The allure of these illicit words is clearly growing, however, for both of our girls. Just this past weekend, our neighbor (who is a year older than Ella) rather gleefully informed us that Ella and Annie know all the swear words. “Yeah!” her little brother chimed in, eyes wide. “They know the d-word and the h-word and the f-word and the s-word and the c-word and the h-word and…” This would have been charming in and of itself, but it was made even more so because the conversation was had in front of our four and six year-old neighbors – and their parents.
Nick and I quickly ended the conversation, telling the girls we’d discuss this later, but part of me wanted to clarify things a bit. How were you using these words? Were they actually a part of your conversation, or were you just naming them – like calling out Jolly Rancher flavors? Were you quizzing one another? Did you say them to our young neighbors?? And wait a minute – how did our other neighbors know for sure that you knew what the swear words were… unless they knew them all, too???
(Also – what do you think the c-word is? ‘Cause I didn’t learn the “real” c-word till I was, like, twenty.)
Eventually, we had a talk with our girls and explained that we absolutely understood the allure of saying these words. “But mom,” they said, “they’re just so funny!” There’s something thrilling about it; I get it. (I distinctly remember being in second grade and learning all of the words to “Jellicle Songs for Jellicle Cats” from the musical “Cats” [I’m sure that this level of geekdom surprises no one] where one of the lines is, “Have you been an alumnus of heaven and hell?” I had a friend at the time whose mom [or grandma; that part of my memory is fuzzy] absolutely despised swear words and remember thinking it would be an absolute hoot to be over at my friend’s house and sing that line from “Jellicle Cats” right in front of her mom – so that then I could respond innocently, “But Mrs. So and So — it’s just a line from a song in ‘Cats’!” and watch her eyes bug out when she realized I wasn’t swearing but practicing art. MAN, did I know how to push boundaries!)

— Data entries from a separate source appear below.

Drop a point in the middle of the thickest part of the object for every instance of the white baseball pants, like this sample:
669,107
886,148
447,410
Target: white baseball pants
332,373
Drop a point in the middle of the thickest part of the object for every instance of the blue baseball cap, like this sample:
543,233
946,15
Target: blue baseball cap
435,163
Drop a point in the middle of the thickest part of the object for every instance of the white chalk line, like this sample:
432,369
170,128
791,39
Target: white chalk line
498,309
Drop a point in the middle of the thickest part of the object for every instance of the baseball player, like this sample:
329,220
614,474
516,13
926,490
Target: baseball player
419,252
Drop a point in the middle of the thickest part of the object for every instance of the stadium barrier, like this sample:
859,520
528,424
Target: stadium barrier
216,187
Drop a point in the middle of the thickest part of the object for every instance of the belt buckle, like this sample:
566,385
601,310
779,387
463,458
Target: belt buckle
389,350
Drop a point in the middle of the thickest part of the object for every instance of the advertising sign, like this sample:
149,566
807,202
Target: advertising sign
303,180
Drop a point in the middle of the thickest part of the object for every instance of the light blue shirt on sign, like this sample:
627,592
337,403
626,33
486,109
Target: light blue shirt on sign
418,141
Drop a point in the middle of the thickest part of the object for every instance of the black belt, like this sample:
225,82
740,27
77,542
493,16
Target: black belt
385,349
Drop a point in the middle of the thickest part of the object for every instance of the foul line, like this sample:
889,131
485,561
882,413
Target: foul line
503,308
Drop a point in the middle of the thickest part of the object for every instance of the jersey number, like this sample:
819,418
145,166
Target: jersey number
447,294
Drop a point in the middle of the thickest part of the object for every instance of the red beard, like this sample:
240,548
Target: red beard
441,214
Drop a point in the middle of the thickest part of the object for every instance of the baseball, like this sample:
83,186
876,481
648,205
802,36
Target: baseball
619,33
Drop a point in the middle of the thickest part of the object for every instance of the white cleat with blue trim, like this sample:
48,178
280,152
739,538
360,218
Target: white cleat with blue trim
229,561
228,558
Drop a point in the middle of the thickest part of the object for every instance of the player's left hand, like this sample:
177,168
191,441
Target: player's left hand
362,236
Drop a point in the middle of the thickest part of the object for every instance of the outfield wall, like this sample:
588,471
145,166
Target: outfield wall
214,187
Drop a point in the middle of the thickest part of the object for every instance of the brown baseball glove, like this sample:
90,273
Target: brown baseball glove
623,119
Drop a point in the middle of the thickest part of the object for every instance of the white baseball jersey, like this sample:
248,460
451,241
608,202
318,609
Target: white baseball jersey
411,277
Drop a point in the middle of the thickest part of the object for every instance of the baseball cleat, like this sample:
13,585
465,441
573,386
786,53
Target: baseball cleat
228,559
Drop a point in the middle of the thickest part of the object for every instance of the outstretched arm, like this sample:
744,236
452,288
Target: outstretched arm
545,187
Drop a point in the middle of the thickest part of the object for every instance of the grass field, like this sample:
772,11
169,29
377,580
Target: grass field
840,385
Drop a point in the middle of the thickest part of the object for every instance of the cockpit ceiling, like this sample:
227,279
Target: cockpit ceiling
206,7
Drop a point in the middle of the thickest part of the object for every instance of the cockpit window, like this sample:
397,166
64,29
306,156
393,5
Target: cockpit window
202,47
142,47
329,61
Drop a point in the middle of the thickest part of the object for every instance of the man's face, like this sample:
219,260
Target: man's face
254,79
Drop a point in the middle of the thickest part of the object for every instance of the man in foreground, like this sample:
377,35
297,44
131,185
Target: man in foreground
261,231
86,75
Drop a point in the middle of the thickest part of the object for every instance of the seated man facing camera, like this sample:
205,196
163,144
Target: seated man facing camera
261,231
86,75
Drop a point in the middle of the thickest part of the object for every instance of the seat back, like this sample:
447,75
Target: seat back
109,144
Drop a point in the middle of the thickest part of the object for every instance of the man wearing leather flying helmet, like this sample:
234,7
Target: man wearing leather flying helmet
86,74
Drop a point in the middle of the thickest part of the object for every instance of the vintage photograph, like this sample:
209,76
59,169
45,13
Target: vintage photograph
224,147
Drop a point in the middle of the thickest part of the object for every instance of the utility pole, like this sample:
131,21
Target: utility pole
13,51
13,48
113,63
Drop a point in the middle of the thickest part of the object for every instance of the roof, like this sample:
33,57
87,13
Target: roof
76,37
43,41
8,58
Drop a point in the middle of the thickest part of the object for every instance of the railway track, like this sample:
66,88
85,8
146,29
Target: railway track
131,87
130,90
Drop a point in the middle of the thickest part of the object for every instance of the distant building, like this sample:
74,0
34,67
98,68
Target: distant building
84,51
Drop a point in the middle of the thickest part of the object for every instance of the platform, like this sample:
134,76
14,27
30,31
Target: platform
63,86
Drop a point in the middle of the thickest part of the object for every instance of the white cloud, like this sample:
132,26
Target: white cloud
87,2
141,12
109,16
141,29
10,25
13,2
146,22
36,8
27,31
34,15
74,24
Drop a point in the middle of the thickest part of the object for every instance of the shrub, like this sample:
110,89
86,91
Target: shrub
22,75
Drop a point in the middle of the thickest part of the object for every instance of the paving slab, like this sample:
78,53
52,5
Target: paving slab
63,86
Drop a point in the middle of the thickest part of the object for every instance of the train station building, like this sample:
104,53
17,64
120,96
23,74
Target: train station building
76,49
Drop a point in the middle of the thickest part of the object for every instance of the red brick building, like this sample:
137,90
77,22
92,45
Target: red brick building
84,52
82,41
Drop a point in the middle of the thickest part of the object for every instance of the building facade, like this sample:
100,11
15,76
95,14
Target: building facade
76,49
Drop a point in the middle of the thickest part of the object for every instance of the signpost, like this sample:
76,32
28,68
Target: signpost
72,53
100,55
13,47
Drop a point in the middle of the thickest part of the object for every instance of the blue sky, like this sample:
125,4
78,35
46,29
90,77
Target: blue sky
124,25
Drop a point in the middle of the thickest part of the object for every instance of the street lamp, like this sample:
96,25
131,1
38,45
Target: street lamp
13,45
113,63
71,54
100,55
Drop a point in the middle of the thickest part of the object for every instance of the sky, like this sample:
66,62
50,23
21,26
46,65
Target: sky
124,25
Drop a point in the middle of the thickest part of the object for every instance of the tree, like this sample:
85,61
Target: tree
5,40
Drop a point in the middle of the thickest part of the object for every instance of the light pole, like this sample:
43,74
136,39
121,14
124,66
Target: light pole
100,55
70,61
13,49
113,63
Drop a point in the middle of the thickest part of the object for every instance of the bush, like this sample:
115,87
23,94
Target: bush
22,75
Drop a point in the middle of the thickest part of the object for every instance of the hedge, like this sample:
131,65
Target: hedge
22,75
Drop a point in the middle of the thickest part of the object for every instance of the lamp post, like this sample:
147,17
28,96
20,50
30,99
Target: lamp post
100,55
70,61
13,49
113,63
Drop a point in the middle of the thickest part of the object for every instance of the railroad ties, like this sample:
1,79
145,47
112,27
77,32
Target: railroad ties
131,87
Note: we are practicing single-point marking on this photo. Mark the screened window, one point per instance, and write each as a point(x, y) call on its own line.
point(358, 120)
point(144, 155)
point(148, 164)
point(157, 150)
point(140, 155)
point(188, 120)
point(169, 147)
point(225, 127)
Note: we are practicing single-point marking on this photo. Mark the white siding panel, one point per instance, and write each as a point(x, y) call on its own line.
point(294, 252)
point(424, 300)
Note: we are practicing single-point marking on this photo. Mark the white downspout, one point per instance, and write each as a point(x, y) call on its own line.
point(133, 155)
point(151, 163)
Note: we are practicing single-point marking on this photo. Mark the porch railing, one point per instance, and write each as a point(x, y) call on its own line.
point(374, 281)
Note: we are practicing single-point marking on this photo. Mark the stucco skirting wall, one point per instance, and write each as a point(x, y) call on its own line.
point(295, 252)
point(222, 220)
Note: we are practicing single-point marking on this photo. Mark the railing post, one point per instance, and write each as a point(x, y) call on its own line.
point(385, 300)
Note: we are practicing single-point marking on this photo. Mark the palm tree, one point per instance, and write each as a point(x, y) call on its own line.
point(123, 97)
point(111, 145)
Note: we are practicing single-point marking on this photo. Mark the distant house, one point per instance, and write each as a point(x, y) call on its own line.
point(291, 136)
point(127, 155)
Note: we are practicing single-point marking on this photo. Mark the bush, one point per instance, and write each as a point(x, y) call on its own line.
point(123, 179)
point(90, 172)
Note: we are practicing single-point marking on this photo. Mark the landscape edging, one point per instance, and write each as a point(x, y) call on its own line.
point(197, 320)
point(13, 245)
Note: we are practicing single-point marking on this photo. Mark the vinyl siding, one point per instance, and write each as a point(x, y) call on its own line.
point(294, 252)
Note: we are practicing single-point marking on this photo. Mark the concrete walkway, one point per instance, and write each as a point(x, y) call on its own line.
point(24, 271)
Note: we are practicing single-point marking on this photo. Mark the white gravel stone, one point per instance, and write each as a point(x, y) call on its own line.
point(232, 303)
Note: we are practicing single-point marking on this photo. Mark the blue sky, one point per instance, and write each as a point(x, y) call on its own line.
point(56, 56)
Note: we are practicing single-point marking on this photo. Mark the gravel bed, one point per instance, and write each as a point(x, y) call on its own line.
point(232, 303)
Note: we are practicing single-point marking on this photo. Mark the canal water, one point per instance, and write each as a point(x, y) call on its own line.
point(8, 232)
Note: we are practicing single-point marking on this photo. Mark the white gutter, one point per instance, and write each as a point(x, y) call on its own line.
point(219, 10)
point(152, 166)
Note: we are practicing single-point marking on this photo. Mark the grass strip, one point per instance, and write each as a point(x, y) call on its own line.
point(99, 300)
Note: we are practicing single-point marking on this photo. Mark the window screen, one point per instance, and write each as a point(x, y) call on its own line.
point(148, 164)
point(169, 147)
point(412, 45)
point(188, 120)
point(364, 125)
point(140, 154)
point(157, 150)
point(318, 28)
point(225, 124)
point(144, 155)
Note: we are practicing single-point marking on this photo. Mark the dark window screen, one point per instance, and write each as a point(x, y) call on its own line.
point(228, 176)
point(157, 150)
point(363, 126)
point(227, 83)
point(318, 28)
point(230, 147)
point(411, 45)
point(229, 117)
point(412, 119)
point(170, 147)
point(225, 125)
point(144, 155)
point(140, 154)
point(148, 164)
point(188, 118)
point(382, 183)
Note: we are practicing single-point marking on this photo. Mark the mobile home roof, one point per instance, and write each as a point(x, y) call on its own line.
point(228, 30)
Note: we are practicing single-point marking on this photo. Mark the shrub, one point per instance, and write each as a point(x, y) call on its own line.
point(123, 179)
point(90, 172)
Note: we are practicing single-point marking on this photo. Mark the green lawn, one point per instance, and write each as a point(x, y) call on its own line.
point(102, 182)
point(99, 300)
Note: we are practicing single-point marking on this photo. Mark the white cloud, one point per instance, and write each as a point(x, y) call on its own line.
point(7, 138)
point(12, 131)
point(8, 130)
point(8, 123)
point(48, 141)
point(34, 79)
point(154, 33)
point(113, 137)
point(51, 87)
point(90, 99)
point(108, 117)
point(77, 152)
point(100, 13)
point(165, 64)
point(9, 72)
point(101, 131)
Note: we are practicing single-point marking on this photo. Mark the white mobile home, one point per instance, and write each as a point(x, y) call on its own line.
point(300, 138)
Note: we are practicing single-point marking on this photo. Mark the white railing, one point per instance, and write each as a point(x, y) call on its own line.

So, I understand about curse words; I really do. I know that my girls will test them out, that they’ll say them with friends, that they’ll whisper them in corners. I also know that they’re both such straight arrows, sharing swear words with friends is pretty daring; it’s not like we caught them stealing or smoking underneath the bleachers.
Still, we explained, there’s a time and a place for those words — and saying them in front of our four and six year-old neighbor is not okay. They agreed and said they wouldn’t.
So far, so good… although I know that surely we’ll cross this road again.
Shit, man. Kids say the darndest fuggin’ things.